Nabi ﷺ menulis surat kepada Raja Oman, Jaifar, dan saudaranya, Abd bin Al-Julunda. Mereka berdua adalah anak Al-Julunda. Inilah isi surat beliau:

Dengan nama Allah Yang Maha Pengasih, Maha Penyayang.

Dari Muhammad bin Abdullah, kepada Jaifar dan Abd bin Al-Julunda. Kesejahteraan bagi siapa pun yang mengikuti petunjuk, amma ba’d.

 

Sesungguhnya aku menyeru Tuan berdua dengan seruan Islam. Masuklah Islam, niscaya Tuan berdua akan selamat. Sesungguhnya aku adalah utusan Allah kepada semua manusia, untuk memberi peringatan kepada orang yang hidup dan membenarkan perkataan terhadap orang- orang kafir. Jika Tuan berdua berkenan mengikrarkan Islam, aku akan mengukuhkan kerajaan Tuan. Namun, jika Tuan enggan mengikrarkan Islam, kerajaan Tuan pasti akan berakhir dan kudaku pasti akan menginjakkan kaki di halaman Tuan dan kenabianku akan mengalahkan kerajaan Tuan.”

Beliau menunjuk Amr bin Al-Ash untuk menyampaikan surat ini. Amr menuturkan, “Aku pun berangkat hingga tiba di Oman. Aku ingin menemui Abd bin Al-Julunda terlebih dahulu karena dia lebih lemah lembut dan lebih lunak hatinya. Aku berkata di hadapannya, “Aku adalah utusan Rasulullah untuk menghadap Tuan dan saudara Tuan.”

Abd bin Al-Julunda menjawab, “Temuilah saudaraku terlebih dahulu karena dia lebih tua dan lebih berkuasa daripada aku. Aku akan mencoba mengantarkanmu hingga dia bisa membaca suratmu.” Kemudian Abd mengajukan beberapa pertanyaan, “Apa yang hendak engkau serukan?” Aku menjawab, “Saya mengajak kepada Allah semata, yang tiada sekutu bagi-Nya, hendaklah Tuan melepaskan apa pun yang disembah selain- Nya, hendaklah Tuan bersaksi bahwa Muhammad adalah hamba dan Rasul-Nya.”

“Wahai Amr, engkau adalah putra pemimpin kaummu. Lalu, apa saja yang diperbuat ayahmu? Padahal, kami sangat salut kepadanya.”
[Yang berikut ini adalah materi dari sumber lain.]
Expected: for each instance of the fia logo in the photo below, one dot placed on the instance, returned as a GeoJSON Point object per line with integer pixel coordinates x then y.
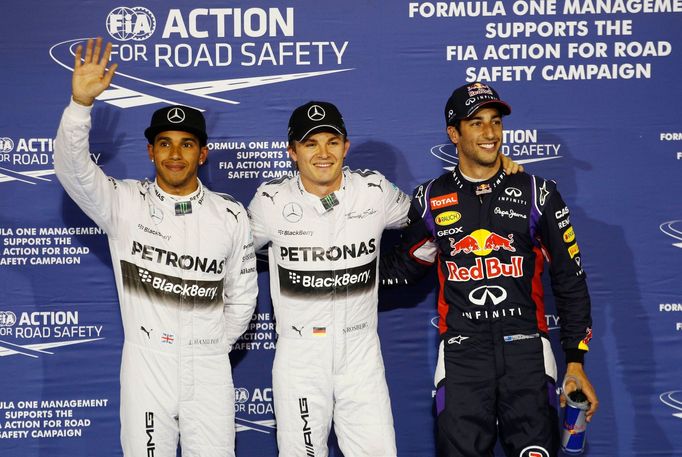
{"type": "Point", "coordinates": [136, 23]}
“Dia meninggal dalam keadaan tidak beriman kepada Muhammad. Padahal, saya ingin sekali dia masuk Islam dan membenarkannya. Dulu saya senantiasa sejalan dan sepikiran hingga Allah memberikan petunjuk kepada saya untuk masuk Islam.”

Abd bertanya, “Sejak kapan engkau mengikutinya?”

“Belum lama,” jawabku.

“Di mana engkau masuk Islam?”

“Di hadapan Najasyi,” jawabku.

Lalu, aku mengabarkan kepadanya bahwa Najasyi sudah masuk Islam. Abd kembali bertanya, “Lalu bagaimana reaksi kaumnya terhadap kerajaannya?”
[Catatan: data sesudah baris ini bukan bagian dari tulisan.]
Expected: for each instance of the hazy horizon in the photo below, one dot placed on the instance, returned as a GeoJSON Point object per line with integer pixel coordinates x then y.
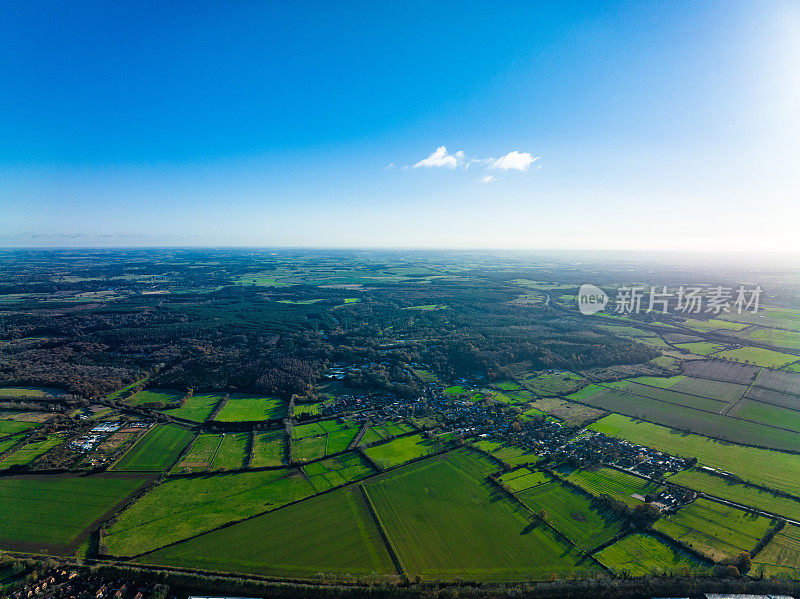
{"type": "Point", "coordinates": [611, 126]}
“Mereka tetap mengakui dan mengikutinya,” jawabku.

“Bagaimana dengan para pendeta dan padri?” tanyanya.

“Begitu pun mereka,” jawabku.

“Hati-hatilah dengan perkataanmu, wahai Amr. Sesungguhnya tak ada perangai seseorang yang lebih buruk daripada dusta.”

“Aku tidak berdusta, dan kami tidak menghalalkannya dalam agama kami,” jawabku.

“Menurutku Heraklius tidak tahu keislamannya saat itu.”

“Begitulah.”

“Dari mana engkau bisa mengetahuinya?”

“Dulu Najasyi selalu menyerahkan pajak kepada Heraklius. Setelah masuk Islam dan membenarkan Muhammad, maka dia berkata, ‘Tidak demi Allah, andaikan dia meminta satu dirham pun, aku tidak akan menyerahkannya kepadanya,’” jawabku.

“Akhirnya Heraklius mendengar pula keislamannya.”

BACA JUGA: Hijrah Pertama Pengikut Rasulullah ke Habasyah

Lalu dia ditanya saudaranya, “Apakah engkau membiarkan rakyatmu menolak menyerahkan pajak kepadamu dan memeluk agama baru yang bukan agamamu?”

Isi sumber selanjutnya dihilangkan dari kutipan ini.